My name is Scott Pilcher and I have been happily married since 1993. I enjoy spending time in the Colorado sun with my wife and two kids. I am blessed to have a family that shares this value. We enjoy hiking with our dogs, fishing, and camping. Colorado provides an amazing playground. I have always played sports growing up. Currently I am fascinated with the game of golf. The mental aspect of the game is such a metaphor for life that it keeps me coming back regardless of how bad I play. In my "free time" I enjoy reading self-help books and books on personal growth and success. Since I was a kid, I have enjoyed playing chess and I have been introducing it to my kids for the past few years.
Like many dads I have structured my work around my family goals. I realized many years ago that if I was going to preach the importance of family I had better be living it as well. You may notice that I do not work in the evenings, on Fridays or the weekends.
Being authentic and genuine are values that I strongly believe in. I have always been intrigued by human behavior and would often just watch and observe and wonder "now I wonder why that person would do that?" Now I realize the better question is,
"I wonder why I did that?" I was not a great student in the classroom through high school so when I graduated from Colorado State University in 1991 it was a great accomplishment. I received a Bachelors degree in Psychology with a minor in Human Development and Family Studies. My plan was to be a ski bum in the Colorado Rockies for a few years and then become a sports psychologist, work with professional athletes, and retire early. I wanted to take athletes where they were and make them even better.

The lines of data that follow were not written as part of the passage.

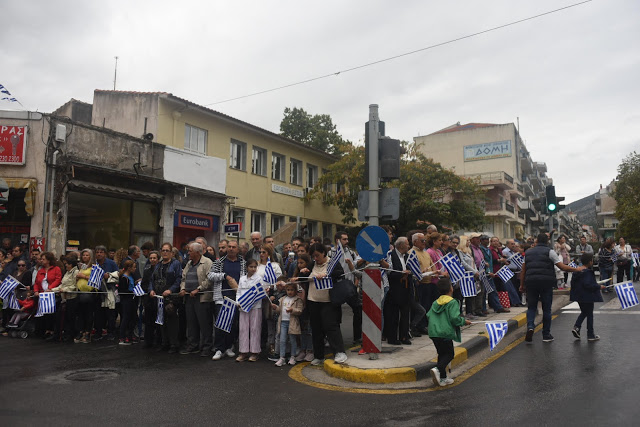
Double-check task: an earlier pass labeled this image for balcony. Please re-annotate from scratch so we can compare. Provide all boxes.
[465,171,514,190]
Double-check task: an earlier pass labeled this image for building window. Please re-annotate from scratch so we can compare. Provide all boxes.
[229,139,247,171]
[184,125,207,154]
[251,147,267,176]
[271,153,285,181]
[271,215,284,234]
[251,212,267,236]
[289,159,302,185]
[307,165,318,188]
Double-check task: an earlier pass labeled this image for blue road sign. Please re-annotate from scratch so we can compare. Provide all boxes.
[356,225,389,262]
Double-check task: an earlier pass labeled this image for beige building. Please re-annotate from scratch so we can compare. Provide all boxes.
[92,90,342,244]
[414,123,553,239]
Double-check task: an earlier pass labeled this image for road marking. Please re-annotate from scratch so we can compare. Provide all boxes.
[289,315,558,394]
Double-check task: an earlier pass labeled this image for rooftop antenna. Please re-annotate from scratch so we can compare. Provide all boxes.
[113,56,118,90]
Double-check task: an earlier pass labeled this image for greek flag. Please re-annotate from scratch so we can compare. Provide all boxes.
[496,265,513,283]
[485,322,509,351]
[508,254,524,270]
[36,292,56,317]
[133,283,145,297]
[0,276,20,300]
[407,249,422,280]
[215,297,236,334]
[262,259,278,285]
[460,271,478,298]
[156,296,164,325]
[614,282,638,310]
[313,276,333,290]
[88,264,104,289]
[440,252,464,283]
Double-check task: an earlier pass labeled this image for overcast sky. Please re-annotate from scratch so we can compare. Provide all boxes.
[0,0,640,201]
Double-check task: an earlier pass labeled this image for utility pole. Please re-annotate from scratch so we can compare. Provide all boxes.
[368,104,380,225]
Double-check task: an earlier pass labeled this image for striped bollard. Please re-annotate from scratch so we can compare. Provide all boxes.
[362,268,383,359]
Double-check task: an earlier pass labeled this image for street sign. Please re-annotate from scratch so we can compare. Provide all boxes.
[356,225,389,262]
[358,188,400,221]
[224,222,242,233]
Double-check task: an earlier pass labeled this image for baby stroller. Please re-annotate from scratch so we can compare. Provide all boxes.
[6,285,36,338]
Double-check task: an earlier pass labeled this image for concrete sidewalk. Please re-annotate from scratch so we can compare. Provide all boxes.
[324,292,569,384]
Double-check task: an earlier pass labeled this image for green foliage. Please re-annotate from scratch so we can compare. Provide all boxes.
[613,151,640,244]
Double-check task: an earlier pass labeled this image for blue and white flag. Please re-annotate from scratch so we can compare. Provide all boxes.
[460,271,478,298]
[614,282,638,310]
[36,292,56,317]
[407,249,422,280]
[507,253,524,270]
[496,265,513,283]
[215,297,237,334]
[87,264,104,289]
[133,283,145,297]
[262,259,278,285]
[440,252,464,283]
[0,276,20,300]
[156,295,164,325]
[313,276,333,291]
[485,322,509,351]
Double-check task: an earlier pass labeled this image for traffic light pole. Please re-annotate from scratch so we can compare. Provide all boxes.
[368,104,380,225]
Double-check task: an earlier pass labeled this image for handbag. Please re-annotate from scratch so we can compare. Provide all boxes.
[329,277,358,305]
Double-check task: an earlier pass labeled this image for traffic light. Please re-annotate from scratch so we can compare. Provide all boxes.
[545,185,558,214]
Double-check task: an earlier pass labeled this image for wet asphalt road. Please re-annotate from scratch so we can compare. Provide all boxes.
[0,296,640,426]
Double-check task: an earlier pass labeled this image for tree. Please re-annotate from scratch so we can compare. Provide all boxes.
[307,141,484,231]
[280,107,351,155]
[613,151,640,244]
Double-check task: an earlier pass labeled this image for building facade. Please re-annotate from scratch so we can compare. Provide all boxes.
[414,123,553,239]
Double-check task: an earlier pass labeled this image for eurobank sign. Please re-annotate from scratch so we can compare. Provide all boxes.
[173,211,219,231]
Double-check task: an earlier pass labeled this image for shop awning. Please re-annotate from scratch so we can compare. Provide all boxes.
[3,178,38,216]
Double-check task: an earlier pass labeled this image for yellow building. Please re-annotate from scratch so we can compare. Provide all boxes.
[92,90,342,240]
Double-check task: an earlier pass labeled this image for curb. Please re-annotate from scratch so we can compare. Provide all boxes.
[323,300,568,384]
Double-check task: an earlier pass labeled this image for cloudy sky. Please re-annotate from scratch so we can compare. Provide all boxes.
[0,0,640,201]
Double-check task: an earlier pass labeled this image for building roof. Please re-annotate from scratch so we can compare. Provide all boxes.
[94,89,337,159]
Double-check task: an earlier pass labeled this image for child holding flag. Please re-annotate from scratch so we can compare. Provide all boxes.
[427,277,471,386]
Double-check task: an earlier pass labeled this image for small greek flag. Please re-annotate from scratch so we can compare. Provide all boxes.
[262,259,278,285]
[36,292,56,317]
[440,252,464,283]
[485,322,509,351]
[0,276,20,300]
[496,265,513,283]
[156,295,164,325]
[508,254,524,270]
[133,283,145,297]
[87,264,104,289]
[460,271,478,298]
[313,276,333,291]
[407,249,422,280]
[614,282,638,310]
[215,297,236,334]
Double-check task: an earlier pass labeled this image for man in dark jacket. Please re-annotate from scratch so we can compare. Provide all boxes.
[520,233,586,342]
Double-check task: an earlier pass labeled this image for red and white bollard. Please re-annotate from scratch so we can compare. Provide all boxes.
[362,268,383,359]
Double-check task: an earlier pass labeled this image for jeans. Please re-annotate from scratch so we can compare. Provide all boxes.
[575,302,595,337]
[280,320,298,358]
[526,282,553,337]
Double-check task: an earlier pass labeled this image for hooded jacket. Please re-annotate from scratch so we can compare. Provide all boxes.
[427,295,465,342]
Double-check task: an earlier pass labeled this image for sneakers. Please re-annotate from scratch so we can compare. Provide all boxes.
[333,353,347,363]
[571,326,580,340]
[431,368,440,386]
[524,329,533,342]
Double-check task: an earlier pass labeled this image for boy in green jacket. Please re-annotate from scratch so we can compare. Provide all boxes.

As happens when you plan your life, life had different plans for me, a lesson that has repeated itself many times. In 1997 I graduated with a Masters Degree in Counseling. I quickly found out that my idea of becoming a "sports psychologist" was premature. In addition, my own values were beginning to change with the expansion of my family. I found myself more interested in working with families than athletes. I have found that success in relationships takes vision, determination, education, and practice. I have also found that all relationships will go through some tough times and that these tough times are when people grow the most.